I hope you’re enjoying your spring. My post today is actually a list I call “12 Maxims of The 90-Day Novel.” These are twelve things to consider while writing your first draft:
1) When we stay out of the result, we move in the direction of our story.
2) Story involves a transformation. There can be no transformation without surrender.
3) Our idea of our story is never the whole story. It’s not that our idea is incorrect, but that it is incomplete.
4) We are a channel for the story. When we hold our idea of the story loosely and allow our characters to live, our perspective on the story widens.
5) Character reveals plot. By staying connected to our characters’ primal drives, conflict arises, and the plot thickens.
6) By allowing our writing to surprise us, a coherent narrative gradually reveals itself.

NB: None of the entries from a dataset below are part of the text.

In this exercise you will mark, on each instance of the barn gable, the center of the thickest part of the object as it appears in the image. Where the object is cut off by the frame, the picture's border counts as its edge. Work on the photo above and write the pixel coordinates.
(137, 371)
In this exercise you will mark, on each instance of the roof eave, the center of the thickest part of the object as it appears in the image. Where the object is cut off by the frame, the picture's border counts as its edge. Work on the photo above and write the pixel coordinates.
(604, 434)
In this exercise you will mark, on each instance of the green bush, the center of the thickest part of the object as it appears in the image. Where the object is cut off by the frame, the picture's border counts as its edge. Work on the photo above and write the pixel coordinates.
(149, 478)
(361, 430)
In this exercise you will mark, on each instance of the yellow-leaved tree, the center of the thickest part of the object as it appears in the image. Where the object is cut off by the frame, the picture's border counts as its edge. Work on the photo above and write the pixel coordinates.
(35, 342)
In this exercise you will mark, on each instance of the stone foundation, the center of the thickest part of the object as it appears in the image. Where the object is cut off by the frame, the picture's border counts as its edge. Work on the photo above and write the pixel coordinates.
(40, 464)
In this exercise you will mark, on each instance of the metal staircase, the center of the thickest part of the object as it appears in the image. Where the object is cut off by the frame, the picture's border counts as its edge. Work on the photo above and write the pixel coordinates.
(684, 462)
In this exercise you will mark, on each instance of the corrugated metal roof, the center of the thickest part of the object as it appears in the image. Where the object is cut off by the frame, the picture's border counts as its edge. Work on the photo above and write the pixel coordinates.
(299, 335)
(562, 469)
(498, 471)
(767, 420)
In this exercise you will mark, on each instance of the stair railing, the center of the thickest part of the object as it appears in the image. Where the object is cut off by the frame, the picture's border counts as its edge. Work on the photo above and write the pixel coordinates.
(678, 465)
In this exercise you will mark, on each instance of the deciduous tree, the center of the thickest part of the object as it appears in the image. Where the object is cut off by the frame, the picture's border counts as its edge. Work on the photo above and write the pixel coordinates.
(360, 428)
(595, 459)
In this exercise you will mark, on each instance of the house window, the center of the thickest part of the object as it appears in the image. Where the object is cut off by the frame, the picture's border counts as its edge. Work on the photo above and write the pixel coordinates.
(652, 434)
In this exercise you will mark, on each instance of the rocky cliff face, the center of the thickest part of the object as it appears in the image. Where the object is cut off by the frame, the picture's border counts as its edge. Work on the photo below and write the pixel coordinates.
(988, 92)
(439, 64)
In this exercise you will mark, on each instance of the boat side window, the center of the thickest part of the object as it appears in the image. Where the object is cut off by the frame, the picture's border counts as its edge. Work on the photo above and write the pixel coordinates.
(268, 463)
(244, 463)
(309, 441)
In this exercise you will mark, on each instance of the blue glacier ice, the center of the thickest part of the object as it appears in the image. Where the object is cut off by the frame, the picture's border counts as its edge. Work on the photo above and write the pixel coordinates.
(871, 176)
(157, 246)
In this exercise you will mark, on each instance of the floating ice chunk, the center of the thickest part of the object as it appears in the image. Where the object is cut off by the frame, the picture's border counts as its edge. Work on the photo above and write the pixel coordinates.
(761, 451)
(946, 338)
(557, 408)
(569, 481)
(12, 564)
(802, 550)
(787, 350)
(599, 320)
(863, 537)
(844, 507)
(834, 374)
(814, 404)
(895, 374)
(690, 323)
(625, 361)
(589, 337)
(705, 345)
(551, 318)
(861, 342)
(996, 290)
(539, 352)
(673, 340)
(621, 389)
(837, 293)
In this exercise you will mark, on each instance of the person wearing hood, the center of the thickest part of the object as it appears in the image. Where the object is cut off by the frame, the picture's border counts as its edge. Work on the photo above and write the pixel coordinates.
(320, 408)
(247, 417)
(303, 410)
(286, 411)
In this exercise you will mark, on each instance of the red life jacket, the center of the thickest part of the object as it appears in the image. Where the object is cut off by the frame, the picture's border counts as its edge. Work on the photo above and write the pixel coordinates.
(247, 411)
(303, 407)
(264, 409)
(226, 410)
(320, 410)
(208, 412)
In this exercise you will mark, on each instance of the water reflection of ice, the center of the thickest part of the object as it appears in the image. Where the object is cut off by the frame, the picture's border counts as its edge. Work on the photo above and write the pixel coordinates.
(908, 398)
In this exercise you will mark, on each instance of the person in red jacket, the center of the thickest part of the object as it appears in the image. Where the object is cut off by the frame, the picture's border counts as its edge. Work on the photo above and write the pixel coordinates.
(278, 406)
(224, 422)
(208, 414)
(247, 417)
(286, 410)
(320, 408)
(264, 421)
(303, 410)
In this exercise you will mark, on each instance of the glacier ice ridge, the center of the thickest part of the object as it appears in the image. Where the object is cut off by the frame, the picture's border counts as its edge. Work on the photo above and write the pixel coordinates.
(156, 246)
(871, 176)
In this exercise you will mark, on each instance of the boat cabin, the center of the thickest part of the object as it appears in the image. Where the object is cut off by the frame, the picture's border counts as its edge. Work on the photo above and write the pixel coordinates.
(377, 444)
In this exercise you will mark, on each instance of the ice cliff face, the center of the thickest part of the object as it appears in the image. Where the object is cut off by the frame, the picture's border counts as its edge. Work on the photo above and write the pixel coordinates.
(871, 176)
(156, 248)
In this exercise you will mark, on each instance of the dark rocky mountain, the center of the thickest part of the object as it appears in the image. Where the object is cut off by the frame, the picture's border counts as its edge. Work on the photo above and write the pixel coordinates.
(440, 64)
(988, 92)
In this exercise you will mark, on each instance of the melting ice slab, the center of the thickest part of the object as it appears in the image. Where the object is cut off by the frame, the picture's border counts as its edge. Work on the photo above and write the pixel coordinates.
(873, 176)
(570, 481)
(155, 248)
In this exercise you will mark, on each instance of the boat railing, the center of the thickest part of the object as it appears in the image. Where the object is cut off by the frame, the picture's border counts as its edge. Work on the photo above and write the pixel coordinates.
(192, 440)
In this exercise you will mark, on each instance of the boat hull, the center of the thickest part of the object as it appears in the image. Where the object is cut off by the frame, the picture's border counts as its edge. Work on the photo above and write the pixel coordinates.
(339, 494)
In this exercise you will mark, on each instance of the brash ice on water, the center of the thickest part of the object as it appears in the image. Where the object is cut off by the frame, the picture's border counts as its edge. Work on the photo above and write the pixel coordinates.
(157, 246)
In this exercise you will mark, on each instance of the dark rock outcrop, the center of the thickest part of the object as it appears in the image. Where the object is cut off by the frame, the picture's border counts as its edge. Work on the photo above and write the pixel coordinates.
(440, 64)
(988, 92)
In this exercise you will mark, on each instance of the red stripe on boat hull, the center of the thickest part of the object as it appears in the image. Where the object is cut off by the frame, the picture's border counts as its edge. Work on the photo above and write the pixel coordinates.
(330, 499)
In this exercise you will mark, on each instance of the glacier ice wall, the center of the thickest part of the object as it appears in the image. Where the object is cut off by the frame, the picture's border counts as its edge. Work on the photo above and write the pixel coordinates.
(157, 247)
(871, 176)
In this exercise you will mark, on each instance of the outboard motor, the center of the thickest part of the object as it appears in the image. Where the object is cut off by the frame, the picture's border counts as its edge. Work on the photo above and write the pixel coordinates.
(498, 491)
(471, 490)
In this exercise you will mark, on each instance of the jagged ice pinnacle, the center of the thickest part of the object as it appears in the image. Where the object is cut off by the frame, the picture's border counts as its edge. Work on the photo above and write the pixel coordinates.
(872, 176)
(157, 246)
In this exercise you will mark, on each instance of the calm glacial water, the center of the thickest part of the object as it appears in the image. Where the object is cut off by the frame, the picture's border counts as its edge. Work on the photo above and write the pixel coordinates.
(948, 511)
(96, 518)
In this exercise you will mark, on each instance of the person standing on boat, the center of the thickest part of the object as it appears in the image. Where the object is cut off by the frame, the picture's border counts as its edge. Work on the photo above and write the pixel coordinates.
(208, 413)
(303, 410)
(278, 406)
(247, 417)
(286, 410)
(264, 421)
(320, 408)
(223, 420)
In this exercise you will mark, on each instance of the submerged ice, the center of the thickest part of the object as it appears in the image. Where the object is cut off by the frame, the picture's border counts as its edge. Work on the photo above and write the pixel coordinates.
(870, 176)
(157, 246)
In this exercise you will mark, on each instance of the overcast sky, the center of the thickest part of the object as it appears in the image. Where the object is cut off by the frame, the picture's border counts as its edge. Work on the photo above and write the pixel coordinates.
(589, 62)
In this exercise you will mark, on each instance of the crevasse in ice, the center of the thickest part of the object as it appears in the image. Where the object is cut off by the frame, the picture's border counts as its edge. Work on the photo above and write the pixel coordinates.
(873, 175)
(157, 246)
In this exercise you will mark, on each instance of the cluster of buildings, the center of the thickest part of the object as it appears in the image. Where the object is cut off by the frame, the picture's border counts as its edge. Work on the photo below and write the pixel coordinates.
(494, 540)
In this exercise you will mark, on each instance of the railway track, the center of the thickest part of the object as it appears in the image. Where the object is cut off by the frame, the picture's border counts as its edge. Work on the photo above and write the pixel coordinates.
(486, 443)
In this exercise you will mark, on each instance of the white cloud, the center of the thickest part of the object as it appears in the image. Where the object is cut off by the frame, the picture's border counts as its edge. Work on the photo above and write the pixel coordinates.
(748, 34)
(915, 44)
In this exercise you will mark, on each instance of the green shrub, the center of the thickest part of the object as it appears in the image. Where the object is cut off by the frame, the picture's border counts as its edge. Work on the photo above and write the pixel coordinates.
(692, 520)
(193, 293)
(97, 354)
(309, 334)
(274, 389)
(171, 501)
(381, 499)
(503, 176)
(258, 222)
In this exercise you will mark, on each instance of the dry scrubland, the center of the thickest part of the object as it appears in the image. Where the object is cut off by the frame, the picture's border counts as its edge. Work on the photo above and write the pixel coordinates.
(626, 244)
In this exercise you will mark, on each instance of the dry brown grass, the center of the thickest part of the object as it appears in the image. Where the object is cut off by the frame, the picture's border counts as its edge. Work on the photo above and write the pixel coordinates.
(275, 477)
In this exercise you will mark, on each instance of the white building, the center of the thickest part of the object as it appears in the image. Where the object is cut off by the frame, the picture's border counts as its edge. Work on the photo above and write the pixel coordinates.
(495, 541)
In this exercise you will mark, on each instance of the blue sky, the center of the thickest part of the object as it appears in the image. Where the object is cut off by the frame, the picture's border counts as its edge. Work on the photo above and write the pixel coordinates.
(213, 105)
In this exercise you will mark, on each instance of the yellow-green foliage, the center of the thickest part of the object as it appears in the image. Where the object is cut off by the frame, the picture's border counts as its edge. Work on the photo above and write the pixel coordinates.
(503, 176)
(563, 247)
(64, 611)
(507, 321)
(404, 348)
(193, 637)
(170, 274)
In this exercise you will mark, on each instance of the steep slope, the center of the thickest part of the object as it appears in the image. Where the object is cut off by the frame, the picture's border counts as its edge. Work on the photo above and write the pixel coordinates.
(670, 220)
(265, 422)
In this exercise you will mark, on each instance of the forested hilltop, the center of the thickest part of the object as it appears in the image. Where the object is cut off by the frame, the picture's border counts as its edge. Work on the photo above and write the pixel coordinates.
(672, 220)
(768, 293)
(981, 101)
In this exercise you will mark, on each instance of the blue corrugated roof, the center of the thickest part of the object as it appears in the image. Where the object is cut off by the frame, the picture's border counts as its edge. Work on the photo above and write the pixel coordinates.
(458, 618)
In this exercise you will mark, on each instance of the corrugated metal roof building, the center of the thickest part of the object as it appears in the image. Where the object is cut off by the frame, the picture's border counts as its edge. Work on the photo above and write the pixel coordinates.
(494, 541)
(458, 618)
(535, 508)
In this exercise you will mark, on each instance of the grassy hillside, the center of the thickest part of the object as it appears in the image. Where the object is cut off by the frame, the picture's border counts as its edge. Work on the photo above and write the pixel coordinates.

7) When we try to figure it out, we tend to kill the aliveness of our characters and our story flat-lines.
8) When we explore the nature of a moment or scene, we connect to what makes it universally relatable.
9) By exploring the opposite direction of where we believe our story ought to move, we are led to a more dynamic and clearer version of the story.
10) When we see our characters as functions of a universal dilemma rather than real people we tend to loosen our grip on how they ought to behave, and consequently they appear more like real people.
11) Story is malleable. When we stay connected to the ineffable impulse that got us started, the order of events may alter. Characters might be conflated, scenes added or deleted, but the essential story will remain the same.
12) In creating a story, we cannot make a mistake. Everything we write either belongs or is leading is to what ultimately belongs in our story.